(Reuters) - A tentative labor deal with General Motors Co sends a clear signal to Ford Motor Co and Fiat Chrysler that Canada’s autoworkers union is determined to secure new investment in local plants, the union’s president said on Tuesday.
The deal includes pension concessions by the union, Unifor, and a rare shift in work from Mexico to an Ontario facility, averting a strike that would have shut some of GM’s Canadian plants and affected some top-selling vehicles, such as the Chevrolet Equinox.
Under pattern bargaining, the first deal typically sets a template for the other automakers’ contracts. A second target company will be selected shortly.
“We have been absolutely straightforward with the automakers that we want investment in Canada,” Unifor National President Jerry Dias said in an interview. “This shows that to the other companies.”
Unifor wants Ford to keep its engine plant operating in Windsor, Ontario and called on Fiat Chrysler to upgrade a paint shop at its Brampton, Ontario plant.
The GM deal, reached early Tuesday, will ensure “hundreds of millions” in investment, Unifor said, including new jobs and higher wages. GM is expected to invest about C$400 million ($303 million) in Oshawa and C$120 million at the St Catharines powertrain plant, the Globe and Mail reported. Union members vote on the deal on Sunday.
The union agreed to a pure defined contribution plan for new workers, the first such plan under the master agreement that covers most assembly workers at GM, Ford and Fiat Chrysler. Veteran employees have defined benefit pensions and those hired since 2012 have a hybrid plan.

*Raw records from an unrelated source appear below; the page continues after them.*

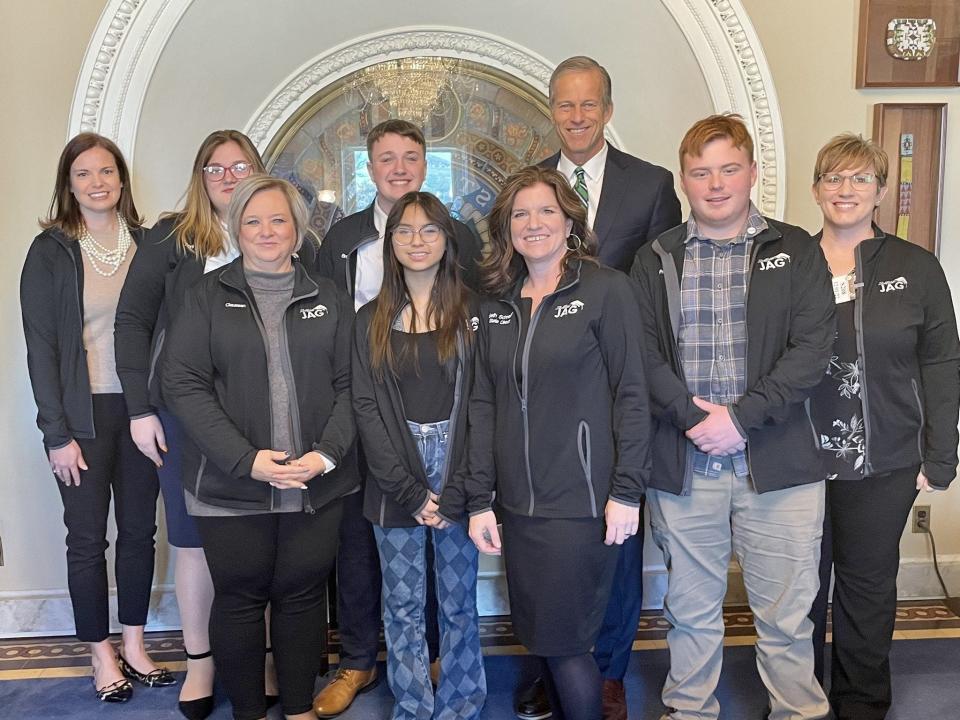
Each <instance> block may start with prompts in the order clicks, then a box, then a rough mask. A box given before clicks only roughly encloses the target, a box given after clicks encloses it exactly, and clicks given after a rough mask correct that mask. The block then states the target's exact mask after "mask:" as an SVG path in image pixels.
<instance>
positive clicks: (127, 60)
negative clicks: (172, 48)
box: [68, 0, 193, 161]
mask: <svg viewBox="0 0 960 720" xmlns="http://www.w3.org/2000/svg"><path fill="white" fill-rule="evenodd" d="M191 2H193V0H150V2H147V1H146V0H110V2H108V3H107V5H106V7H105V8H104V10H103V13H102V14H101V15H100V21H99V22H98V23H97V27H96V29H95V30H94V32H93V36H92V37H91V38H90V44H89V45H87V52H86V55H85V56H84V58H83V64H82V65H81V67H80V75H79V77H78V79H77V86H76V89H75V90H74V93H73V104H72V106H71V111H70V119H69V126H68V137H72V136H74V135H76V134H77V133H79V132H86V131H89V132H97V133H100V134H101V135H105V136H106V137H109V138H111V139H113V140H114V141H115V142H116V143H117V145H119V146H120V149H121V150H123V152H124V155H126V157H127V160H128V161H131V160H132V156H133V151H134V147H133V146H134V142H135V140H136V135H137V126H138V125H139V122H140V114H141V112H142V110H143V101H144V97H145V96H146V93H147V87H148V86H149V84H150V78H151V77H153V72H154V70H155V69H156V67H157V63H158V62H159V60H160V55H161V53H162V52H163V48H164V47H165V46H166V44H167V41H168V40H169V38H170V36H171V35H172V33H173V30H174V28H175V27H176V25H177V22H178V21H179V20H180V18H181V17H182V16H183V13H184V12H186V10H187V8H188V7H190V4H191Z"/></svg>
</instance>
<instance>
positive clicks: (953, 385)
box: [816, 227, 960, 488]
mask: <svg viewBox="0 0 960 720" xmlns="http://www.w3.org/2000/svg"><path fill="white" fill-rule="evenodd" d="M874 230H875V232H876V236H875V237H873V238H871V239H869V240H864V241H863V242H861V243H860V244H859V245H857V248H856V251H855V257H856V296H855V298H854V315H855V317H856V323H855V325H856V331H857V356H858V359H859V364H860V399H861V402H862V403H863V414H864V430H865V444H866V448H865V454H864V474H866V475H879V474H881V473H886V472H890V471H891V470H897V469H899V468H904V467H910V466H916V465H921V466H922V470H923V473H924V475H926V476H927V478H928V479H929V480H930V483H931V484H932V485H936V486H937V487H941V488H945V487H947V486H948V485H949V484H950V483H951V482H952V481H953V478H954V476H955V475H956V472H957V442H958V440H960V437H958V433H957V416H958V413H960V341H958V339H957V318H956V315H955V314H954V310H953V300H952V299H951V297H950V288H949V287H948V286H947V279H946V277H944V274H943V268H941V267H940V263H939V262H938V261H937V258H936V257H935V256H934V255H932V254H931V253H929V252H927V251H926V250H924V249H923V248H921V247H919V246H917V245H914V244H913V243H909V242H907V241H906V240H901V239H900V238H898V237H896V236H895V235H890V234H887V233H884V232H883V231H882V230H880V229H879V228H877V227H874ZM820 237H821V235H817V237H816V239H817V240H818V241H819V239H820Z"/></svg>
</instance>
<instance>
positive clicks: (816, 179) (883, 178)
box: [813, 133, 890, 188]
mask: <svg viewBox="0 0 960 720" xmlns="http://www.w3.org/2000/svg"><path fill="white" fill-rule="evenodd" d="M856 167H872V168H873V174H874V175H875V176H876V178H877V187H878V188H882V187H886V185H887V173H888V172H889V169H890V160H889V159H888V158H887V153H886V151H885V150H884V149H883V148H882V147H880V146H879V145H877V144H876V143H875V142H874V141H873V140H868V139H865V138H864V137H863V135H855V134H854V133H842V134H840V135H836V136H834V137H832V138H830V141H829V142H828V143H827V144H826V145H824V146H823V147H822V148H820V152H818V153H817V162H816V164H815V165H814V166H813V184H814V185H816V184H817V183H818V182H820V176H821V175H826V174H827V173H832V172H836V171H837V170H843V169H845V168H856Z"/></svg>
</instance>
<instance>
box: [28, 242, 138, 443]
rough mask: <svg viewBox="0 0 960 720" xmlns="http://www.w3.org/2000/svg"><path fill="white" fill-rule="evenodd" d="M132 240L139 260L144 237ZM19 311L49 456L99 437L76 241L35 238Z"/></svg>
mask: <svg viewBox="0 0 960 720" xmlns="http://www.w3.org/2000/svg"><path fill="white" fill-rule="evenodd" d="M130 234H131V235H132V236H133V240H134V242H135V243H137V249H138V252H137V254H139V249H140V248H141V247H143V235H144V232H143V230H141V229H139V228H138V229H134V230H132V231H131V233H130ZM134 259H136V255H134ZM20 310H21V313H22V315H23V333H24V336H25V338H26V341H27V368H28V370H29V372H30V384H31V386H32V388H33V397H34V399H35V400H36V402H37V426H38V427H39V428H40V431H41V432H42V433H43V444H44V445H45V446H46V448H47V449H48V450H50V449H56V448H60V447H63V446H64V445H67V444H68V443H69V442H70V441H71V440H73V439H75V438H85V439H89V438H93V437H95V436H96V429H95V428H94V426H93V400H92V399H91V396H90V375H89V373H88V371H87V351H86V348H85V347H84V345H83V258H82V257H81V255H80V244H79V243H78V242H77V241H76V240H73V239H71V238H69V237H67V236H66V235H65V234H64V233H62V232H61V231H60V230H56V229H50V230H44V231H43V232H42V233H40V234H39V235H37V237H36V238H34V240H33V244H31V245H30V249H29V250H28V251H27V259H26V260H25V262H24V264H23V272H22V273H21V275H20Z"/></svg>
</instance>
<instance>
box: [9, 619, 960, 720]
mask: <svg viewBox="0 0 960 720" xmlns="http://www.w3.org/2000/svg"><path fill="white" fill-rule="evenodd" d="M724 616H725V617H724V620H725V624H726V628H727V630H726V641H725V644H726V645H727V649H726V651H725V663H724V670H723V676H722V678H721V683H720V687H719V689H718V697H719V699H720V702H721V706H722V707H723V713H722V715H721V717H722V718H723V719H724V720H754V719H756V720H759V719H760V718H761V717H762V715H763V709H764V706H765V702H766V696H765V692H764V689H763V687H762V684H761V682H760V678H759V676H758V675H757V671H756V665H755V662H754V656H753V649H752V648H751V647H750V645H752V643H753V637H754V636H753V628H752V617H751V615H750V613H749V610H747V609H746V608H737V607H728V608H726V609H725V613H724ZM666 630H667V623H666V621H665V620H664V619H663V617H662V615H661V614H660V613H659V612H650V613H644V615H643V617H642V618H641V621H640V625H639V628H638V630H637V637H636V642H635V643H634V649H635V651H636V652H634V654H633V658H632V660H631V666H630V670H629V671H628V675H627V679H626V685H627V695H628V699H629V702H630V718H631V720H656V718H658V717H659V715H660V713H661V712H662V710H663V708H662V706H661V705H660V702H659V689H660V685H661V683H662V682H663V678H664V676H665V674H666V671H667V663H668V653H667V652H666V650H665V649H664V648H665V643H664V637H665V635H666ZM481 636H482V640H483V645H484V654H485V656H486V659H485V663H486V671H487V682H488V687H489V695H488V699H487V704H486V706H485V708H484V712H483V716H482V717H483V719H484V720H495V719H496V720H502V719H508V718H511V717H513V713H512V710H511V703H512V697H513V692H514V689H515V687H516V685H517V682H518V679H519V678H521V677H523V676H528V675H530V674H531V673H532V672H535V668H533V667H531V663H530V662H529V661H528V660H526V659H525V658H523V657H521V656H522V655H523V648H522V647H519V646H518V645H517V644H516V639H515V638H514V637H513V633H512V628H511V624H510V621H509V618H485V619H483V624H482V627H481ZM894 637H895V639H896V640H897V642H895V643H894V648H893V653H892V656H891V665H892V667H893V673H894V697H895V703H894V708H893V710H892V711H891V713H890V715H889V716H888V720H927V719H928V718H937V719H938V720H939V719H941V718H943V719H947V718H956V717H960V712H958V710H957V708H958V707H960V618H958V617H957V616H955V615H953V614H952V613H951V612H950V611H949V610H947V608H945V607H944V606H943V605H942V604H940V603H938V602H936V601H924V602H911V603H901V604H900V608H899V610H898V613H897V627H896V633H895V636H894ZM908 641H909V642H908ZM148 647H149V650H150V652H151V655H152V656H153V657H154V658H156V659H157V660H158V661H160V662H162V663H163V664H164V665H166V666H167V667H169V668H171V669H172V670H174V671H181V670H182V669H183V660H182V658H183V654H182V644H181V640H180V636H179V634H161V633H151V634H149V635H148ZM329 650H330V653H331V654H330V661H331V663H335V662H336V660H337V655H336V653H337V651H338V650H339V638H338V636H337V633H336V631H331V633H330V647H329ZM89 663H90V660H89V653H88V650H87V646H86V645H85V644H83V643H78V642H76V641H71V640H70V639H66V638H56V639H51V638H34V639H30V640H23V639H21V640H0V718H11V719H12V718H17V719H18V720H19V719H21V718H23V719H25V720H34V719H36V720H41V719H44V718H51V719H52V718H64V717H67V718H71V719H75V720H92V719H93V718H113V717H116V718H123V719H124V720H139V719H140V718H143V719H144V720H146V719H147V718H150V719H151V720H152V719H154V718H157V719H159V720H163V719H166V718H169V719H170V720H175V719H176V718H180V717H181V716H180V715H179V713H178V712H177V710H176V699H177V688H176V687H172V688H162V689H160V688H158V689H146V688H141V687H137V688H136V691H135V696H134V698H133V700H132V701H131V702H129V703H127V704H125V705H121V706H108V705H104V704H102V703H99V702H97V701H96V700H95V698H94V696H93V691H92V688H91V683H90V679H89V674H90V672H89V668H90V664H89ZM382 669H383V667H382V666H381V670H382ZM324 683H325V680H324V679H323V678H321V679H319V681H318V688H319V687H322V685H323V684H324ZM392 700H393V698H392V696H391V695H390V691H389V689H388V688H387V687H386V683H385V682H381V683H380V684H379V686H378V687H377V688H376V689H375V690H373V691H372V692H370V693H367V694H364V695H362V696H360V697H359V698H358V699H357V701H356V702H355V703H354V705H353V706H352V707H351V708H350V710H348V711H347V712H346V713H344V714H343V715H341V716H340V717H341V718H342V719H343V720H374V719H376V720H383V719H385V718H388V717H389V714H390V708H391V706H392ZM230 717H231V713H230V710H229V705H228V704H227V702H226V700H225V698H223V697H219V698H218V704H217V708H216V710H215V712H214V714H213V715H211V719H212V720H227V719H228V718H230ZM282 717H283V715H282V714H281V713H279V710H278V709H276V708H275V709H274V710H273V711H272V714H271V715H270V718H271V720H273V719H274V718H282Z"/></svg>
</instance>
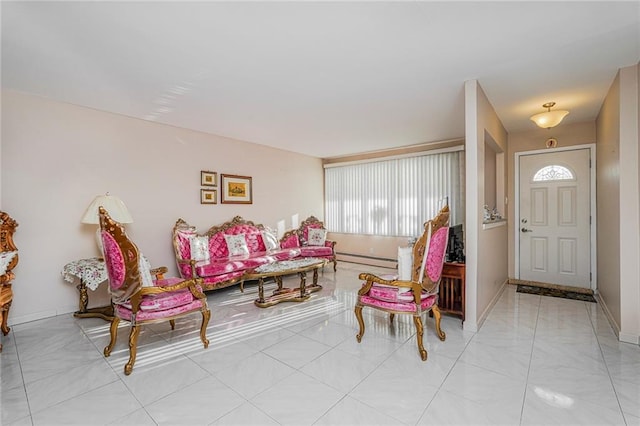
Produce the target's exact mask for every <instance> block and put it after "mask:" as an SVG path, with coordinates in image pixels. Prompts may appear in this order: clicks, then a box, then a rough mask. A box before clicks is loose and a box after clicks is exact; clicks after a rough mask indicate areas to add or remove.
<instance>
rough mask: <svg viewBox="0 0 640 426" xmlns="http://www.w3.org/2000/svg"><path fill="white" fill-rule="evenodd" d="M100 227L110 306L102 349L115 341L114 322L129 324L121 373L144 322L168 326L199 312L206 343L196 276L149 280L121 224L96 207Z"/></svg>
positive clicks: (107, 349) (108, 354) (200, 337)
mask: <svg viewBox="0 0 640 426" xmlns="http://www.w3.org/2000/svg"><path fill="white" fill-rule="evenodd" d="M99 216H100V229H101V234H102V243H103V248H104V261H105V265H106V267H107V273H108V275H109V290H110V293H111V301H112V303H113V307H114V314H113V315H114V318H113V320H112V321H111V340H110V341H109V345H108V346H107V347H106V348H104V356H106V357H108V356H109V355H110V354H111V350H112V349H113V346H114V345H115V343H116V339H117V335H118V324H119V323H120V321H121V320H124V321H128V322H129V323H130V325H131V331H130V333H129V361H128V362H127V364H126V365H125V366H124V374H126V375H129V374H131V371H132V370H133V364H134V363H135V361H136V353H137V343H138V335H139V334H140V327H141V326H142V325H143V324H146V323H153V322H160V321H169V324H170V325H171V329H172V330H173V329H174V328H175V320H176V319H177V318H180V317H182V316H185V315H188V314H191V313H194V312H200V313H201V314H202V323H201V325H200V340H202V343H203V344H204V347H205V348H207V347H208V346H209V340H207V337H206V330H207V324H208V323H209V318H210V316H211V312H210V311H209V308H208V306H207V298H206V296H205V294H204V293H203V292H202V288H201V282H200V281H201V280H200V279H187V280H183V279H181V278H166V279H165V278H162V279H155V280H154V279H153V278H152V277H151V271H150V269H149V265H148V264H147V262H146V261H145V259H144V257H143V256H142V255H141V254H140V252H139V251H138V247H137V246H136V245H135V244H134V243H133V241H131V240H130V239H129V237H128V236H127V234H126V232H125V230H124V227H123V226H122V225H121V224H120V223H118V222H116V221H115V220H113V219H111V217H109V214H108V213H107V211H106V210H105V209H104V208H102V207H100V208H99Z"/></svg>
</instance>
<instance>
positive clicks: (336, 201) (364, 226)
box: [325, 151, 464, 236]
mask: <svg viewBox="0 0 640 426" xmlns="http://www.w3.org/2000/svg"><path fill="white" fill-rule="evenodd" d="M463 162H464V152H463V151H457V152H445V153H438V154H430V155H422V156H414V157H406V158H394V159H385V160H380V161H372V162H365V163H355V164H346V165H344V166H336V165H334V166H332V167H330V168H326V169H325V206H326V207H325V208H326V211H325V225H326V226H327V228H328V229H329V231H331V232H339V233H347V234H368V235H387V236H417V235H420V234H421V233H422V230H423V224H424V222H426V221H427V220H429V219H430V218H432V217H433V216H435V215H436V213H437V212H438V211H439V210H440V208H441V207H442V206H443V205H444V204H445V202H446V200H447V199H448V202H449V208H450V210H451V220H450V222H451V224H452V225H454V224H458V223H462V217H463V213H464V206H463V205H462V203H463V194H462V192H463V187H462V185H461V183H462V182H464V179H463V176H462V173H461V170H462V166H463Z"/></svg>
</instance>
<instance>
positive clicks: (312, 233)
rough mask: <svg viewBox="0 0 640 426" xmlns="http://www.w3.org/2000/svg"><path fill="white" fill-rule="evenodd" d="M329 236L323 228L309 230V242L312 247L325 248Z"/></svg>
mask: <svg viewBox="0 0 640 426" xmlns="http://www.w3.org/2000/svg"><path fill="white" fill-rule="evenodd" d="M326 236H327V231H325V230H324V229H321V228H309V241H308V242H307V243H308V244H309V245H310V246H323V245H324V241H325V239H326Z"/></svg>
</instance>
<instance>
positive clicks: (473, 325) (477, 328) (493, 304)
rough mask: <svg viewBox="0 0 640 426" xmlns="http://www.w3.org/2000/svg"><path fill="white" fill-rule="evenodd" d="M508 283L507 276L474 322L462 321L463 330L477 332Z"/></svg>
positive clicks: (480, 326)
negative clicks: (488, 302) (497, 290)
mask: <svg viewBox="0 0 640 426" xmlns="http://www.w3.org/2000/svg"><path fill="white" fill-rule="evenodd" d="M508 283H509V278H507V279H505V280H504V281H503V282H502V284H501V285H500V289H499V290H498V291H497V292H496V294H495V296H493V299H491V302H489V304H488V305H487V307H486V309H485V310H484V311H483V312H482V314H481V315H480V317H479V318H478V322H477V323H476V324H468V322H467V321H465V322H464V324H463V329H464V330H465V331H472V332H477V331H478V330H480V328H481V327H482V324H484V322H485V320H486V319H487V316H488V315H489V313H490V312H491V309H493V307H494V306H495V305H496V303H498V300H499V299H500V296H501V295H502V292H503V291H504V289H505V288H506V286H507V284H508Z"/></svg>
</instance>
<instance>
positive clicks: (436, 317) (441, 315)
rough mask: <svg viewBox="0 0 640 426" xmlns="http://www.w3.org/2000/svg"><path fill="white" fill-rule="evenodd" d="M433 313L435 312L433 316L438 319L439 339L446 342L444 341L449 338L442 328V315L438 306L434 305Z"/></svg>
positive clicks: (436, 330)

The deal is positive for the Canadian auto industry, which has lost jobs to lower-cost markets in the United States and Mexico. While GM agreed this year to move some truck production from Mexico to Michigan, it is rare for an automaker to shift production from Mexico to Canada.
“It’s a big deal,” said analyst Sam Fiorani at AutoForecast Solutions. “The drawback for Canada has never been the quality of the labor, which is high. It’s the energy costs.”
Any change in Ontario’s policy to lower its energy costs for automakers would “be a huge win for Canada,” he said.
GM Canada said it will look for government funding to support its investments. GM spokesman Tom Wickham declined to give further details.
The federal government recently agreed to offer automakers grants rather than loans, which helped both sides reach a deal, according to a source directly involved in the talks.
Canada industry ministry spokesman Philip Proulx declined to comment on specifics on funding, adding “we are in the process of reviewing the terms” of the fund.
The Ontario government said it will “provide further information regarding potential government support at the appropriate time.”
Dias did not say what vehicle model or models would be built in Oshawa, but said the car plant would become capable of producing trucks.
A four-year contract covering some 20,000 Canadian autoworkers at the three automakers expired on Sept. 19.